First off, payments is a tough space. Consumers like innovation a lot less than people think, and in the area of payments and personal finance people are even more risk averse. Often the perceived risk of trial vastly outweighs the immediate benefits (e.g. I’ll pay 5 seconds faster, but may have all my money stolen).

Second off, payments is a heavily regulated industry dominated by a large oligopoly. You have to ‘dance with elephants’ and may easily get crushed if you choose the wrong part of the value chain. In general there are very few startups that have succeeded in payments – the odds seem worse than other industry areas.

Thirdly, payments is less interesting than you may think!
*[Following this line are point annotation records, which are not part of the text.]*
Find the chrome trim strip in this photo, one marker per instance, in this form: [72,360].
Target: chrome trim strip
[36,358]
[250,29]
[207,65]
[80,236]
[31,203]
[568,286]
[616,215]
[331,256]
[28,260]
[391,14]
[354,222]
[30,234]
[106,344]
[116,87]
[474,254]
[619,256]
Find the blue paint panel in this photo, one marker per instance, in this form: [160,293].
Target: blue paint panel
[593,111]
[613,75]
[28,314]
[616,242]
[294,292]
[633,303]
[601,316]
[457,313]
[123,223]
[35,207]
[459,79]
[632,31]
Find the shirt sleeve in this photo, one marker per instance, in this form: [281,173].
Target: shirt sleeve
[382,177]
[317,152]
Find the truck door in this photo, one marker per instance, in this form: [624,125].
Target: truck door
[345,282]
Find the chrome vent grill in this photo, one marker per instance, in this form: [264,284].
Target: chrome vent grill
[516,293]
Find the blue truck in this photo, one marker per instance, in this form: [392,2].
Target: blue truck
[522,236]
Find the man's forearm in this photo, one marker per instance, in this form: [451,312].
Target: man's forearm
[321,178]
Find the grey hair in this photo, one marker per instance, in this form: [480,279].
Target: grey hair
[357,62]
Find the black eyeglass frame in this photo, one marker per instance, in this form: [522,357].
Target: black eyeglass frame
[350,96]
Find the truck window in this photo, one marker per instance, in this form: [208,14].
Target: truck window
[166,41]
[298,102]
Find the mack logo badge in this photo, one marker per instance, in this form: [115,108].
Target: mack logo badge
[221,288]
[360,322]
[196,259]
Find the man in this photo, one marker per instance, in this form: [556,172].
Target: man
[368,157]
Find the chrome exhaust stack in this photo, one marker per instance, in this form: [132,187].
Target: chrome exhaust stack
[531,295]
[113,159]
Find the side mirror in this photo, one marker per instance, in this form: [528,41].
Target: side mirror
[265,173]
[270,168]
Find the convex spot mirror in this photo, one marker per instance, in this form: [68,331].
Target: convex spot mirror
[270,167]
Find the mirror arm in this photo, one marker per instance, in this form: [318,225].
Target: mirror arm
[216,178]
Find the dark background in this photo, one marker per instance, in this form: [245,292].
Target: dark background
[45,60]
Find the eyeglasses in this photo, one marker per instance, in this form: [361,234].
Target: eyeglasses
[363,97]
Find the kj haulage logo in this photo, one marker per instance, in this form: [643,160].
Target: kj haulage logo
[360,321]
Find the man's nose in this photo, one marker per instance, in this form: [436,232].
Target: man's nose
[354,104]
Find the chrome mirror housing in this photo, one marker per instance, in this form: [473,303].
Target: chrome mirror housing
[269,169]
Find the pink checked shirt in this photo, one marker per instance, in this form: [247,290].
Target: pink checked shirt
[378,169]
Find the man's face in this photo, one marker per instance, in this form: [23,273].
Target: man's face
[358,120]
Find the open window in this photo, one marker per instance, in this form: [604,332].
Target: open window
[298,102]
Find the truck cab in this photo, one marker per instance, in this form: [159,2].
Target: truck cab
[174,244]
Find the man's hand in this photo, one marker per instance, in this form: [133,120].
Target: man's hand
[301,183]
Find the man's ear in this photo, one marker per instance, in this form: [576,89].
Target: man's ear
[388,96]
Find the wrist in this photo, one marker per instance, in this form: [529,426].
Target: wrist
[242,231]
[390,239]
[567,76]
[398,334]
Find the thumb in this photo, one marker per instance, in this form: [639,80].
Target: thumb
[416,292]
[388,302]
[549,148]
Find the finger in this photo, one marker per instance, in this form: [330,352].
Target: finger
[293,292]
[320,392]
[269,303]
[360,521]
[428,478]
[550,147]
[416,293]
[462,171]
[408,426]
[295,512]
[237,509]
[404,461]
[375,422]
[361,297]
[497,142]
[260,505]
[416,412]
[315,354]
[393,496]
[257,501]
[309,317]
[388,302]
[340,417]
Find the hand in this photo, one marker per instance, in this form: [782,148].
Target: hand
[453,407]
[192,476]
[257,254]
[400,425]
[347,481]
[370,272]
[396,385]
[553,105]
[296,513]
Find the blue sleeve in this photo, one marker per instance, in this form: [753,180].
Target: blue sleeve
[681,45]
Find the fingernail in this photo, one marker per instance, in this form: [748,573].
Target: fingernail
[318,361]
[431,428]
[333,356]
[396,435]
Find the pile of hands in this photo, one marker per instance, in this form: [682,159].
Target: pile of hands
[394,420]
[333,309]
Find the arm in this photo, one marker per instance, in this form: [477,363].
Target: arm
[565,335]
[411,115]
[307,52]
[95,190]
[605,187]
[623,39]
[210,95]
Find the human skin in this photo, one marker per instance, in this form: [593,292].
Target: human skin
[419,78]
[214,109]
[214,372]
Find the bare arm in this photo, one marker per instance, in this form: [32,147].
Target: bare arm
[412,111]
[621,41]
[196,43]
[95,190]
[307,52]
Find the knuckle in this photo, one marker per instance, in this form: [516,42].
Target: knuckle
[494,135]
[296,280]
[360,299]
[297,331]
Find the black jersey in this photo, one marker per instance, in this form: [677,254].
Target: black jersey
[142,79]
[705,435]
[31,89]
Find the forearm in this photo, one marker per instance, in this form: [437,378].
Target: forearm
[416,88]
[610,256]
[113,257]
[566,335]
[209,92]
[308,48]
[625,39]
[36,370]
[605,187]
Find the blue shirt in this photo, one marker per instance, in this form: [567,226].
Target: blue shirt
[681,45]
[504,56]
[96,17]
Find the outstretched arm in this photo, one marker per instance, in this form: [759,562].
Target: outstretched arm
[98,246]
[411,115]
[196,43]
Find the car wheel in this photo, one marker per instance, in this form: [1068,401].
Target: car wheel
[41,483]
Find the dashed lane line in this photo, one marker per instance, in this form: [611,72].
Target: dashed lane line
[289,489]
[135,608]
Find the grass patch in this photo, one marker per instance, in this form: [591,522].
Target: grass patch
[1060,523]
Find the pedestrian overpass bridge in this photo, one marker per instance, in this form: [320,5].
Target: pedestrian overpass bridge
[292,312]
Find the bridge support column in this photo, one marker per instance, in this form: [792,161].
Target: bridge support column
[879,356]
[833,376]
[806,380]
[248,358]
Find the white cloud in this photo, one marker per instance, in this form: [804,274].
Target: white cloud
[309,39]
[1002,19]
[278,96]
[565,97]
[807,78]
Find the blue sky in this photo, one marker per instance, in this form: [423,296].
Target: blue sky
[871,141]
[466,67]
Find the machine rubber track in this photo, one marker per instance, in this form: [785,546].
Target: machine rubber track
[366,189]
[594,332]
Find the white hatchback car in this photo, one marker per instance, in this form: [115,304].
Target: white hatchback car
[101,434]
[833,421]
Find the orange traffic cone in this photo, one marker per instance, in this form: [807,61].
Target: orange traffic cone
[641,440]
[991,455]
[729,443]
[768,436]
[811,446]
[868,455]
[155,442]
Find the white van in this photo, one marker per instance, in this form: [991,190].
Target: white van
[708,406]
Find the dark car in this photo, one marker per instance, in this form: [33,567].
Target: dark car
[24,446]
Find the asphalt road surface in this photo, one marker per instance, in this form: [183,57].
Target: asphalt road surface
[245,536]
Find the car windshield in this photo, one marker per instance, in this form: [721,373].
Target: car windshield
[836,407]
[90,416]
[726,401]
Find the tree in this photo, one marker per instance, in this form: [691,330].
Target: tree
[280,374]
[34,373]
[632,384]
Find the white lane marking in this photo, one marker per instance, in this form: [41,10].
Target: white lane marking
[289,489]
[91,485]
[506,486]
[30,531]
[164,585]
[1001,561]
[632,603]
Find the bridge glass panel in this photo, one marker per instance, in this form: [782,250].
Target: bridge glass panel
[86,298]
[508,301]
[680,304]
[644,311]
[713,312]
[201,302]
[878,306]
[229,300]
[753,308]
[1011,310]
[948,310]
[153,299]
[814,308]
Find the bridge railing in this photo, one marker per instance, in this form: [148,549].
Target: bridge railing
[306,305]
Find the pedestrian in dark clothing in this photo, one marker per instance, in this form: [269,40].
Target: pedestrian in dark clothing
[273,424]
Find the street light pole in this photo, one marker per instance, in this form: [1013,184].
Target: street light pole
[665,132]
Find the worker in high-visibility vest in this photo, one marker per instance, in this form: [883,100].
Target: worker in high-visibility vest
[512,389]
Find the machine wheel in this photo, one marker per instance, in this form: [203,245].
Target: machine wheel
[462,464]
At least the handling of the money is. People look at high percentage fees and instantly assume this is valueless profiteering by a monopoly system. I’m not saying it is fairly priced, but there are hidden costs in payments which drive/require fees (e.g. fraud/insurance).

So, all that said, what would I invest in. I see a few themes, each with different merits:-

1) Increase consumer Point-of-Sale conversion
– 1.1 Increase the addressable market to those without debit/credit cards (unbanked, youth …)
– 1.2 Reduce PoS hurdles by reducing the time-to-pay (stored details, NFC)
– 1.3 Reduce the effective price (by channeling back payment fee savings)
– 1.4 Offer ‘easy’ credit at the Point-of-Sale (storecards, BillMeLater)

2) Deliver better merchant service levels
– 2.1 Reduce barriers to acquiring an initial MID (the first step to accepting card payments)
– 2.2 Deliver ‘betters. faster, cheaper’ payments processing (a matter of scale and attitude)

3) Payments as Identity based plays
– 3.1 Customer identification and behavioural profiling (with possible linkage to PoS data)
– 3.2 Consumer facing loyalty and discounting schemes

Of the themes above I would say that 2) is best suited to growth capital/private equity. You need a modicum of technology, but you mainly need funding to build and buy a large merchant customer base. Number 1) is increasingly difficult, but if I were to place a bet it would be on the PoS credit concepts – big plays like Klarna and BillMeLater can still be improved upon and rolled-out wider. Number 3) is where the garage start-up may yet unsettled the status quo. Depending on how rules & regulations are amended, it may be possible for the treasure trove of payments data to be exploited by players outside the existing ecosystem.

In general, I think payments will trend towards enabling big companies to do what you see happening everyday (in a very low tech way) in your average ‘cafe’:-

1) You’ll pay after you’ve consumed/seen your goods (* but based on a ‘soft’ credit check you may be asked to pay up-front if you look a little rough around the edges – the check won’t ask any questions!)

2) If you’re a regular you may get a secret discount at the till if the owner thinks its important to you (* so as not to upset other customers who pay full price, nor embrassas you with vouchers etc…)

3) When you walk in they know you, and know what you like – you’re coffee may even be waiting for you (* over time the staff pay attention to what you like, and if they haven’t seen you in a while – they make you feel extra special [and a little guilty])

4) If you’re a really good customer, you’ll be allowed to ‘settle up tomorrow’ – not because you need the credit, but because they know it makes you feel special – and makes you come back tomorrow!

All of the above are being worked on, with various degrees of buzz-wording around NFC, Mobile, SMB, Card Readers etc…. I think the winner is likely to be the company that attaches itself least to the new technologies, and makes the maximum use of existing data and existing tech.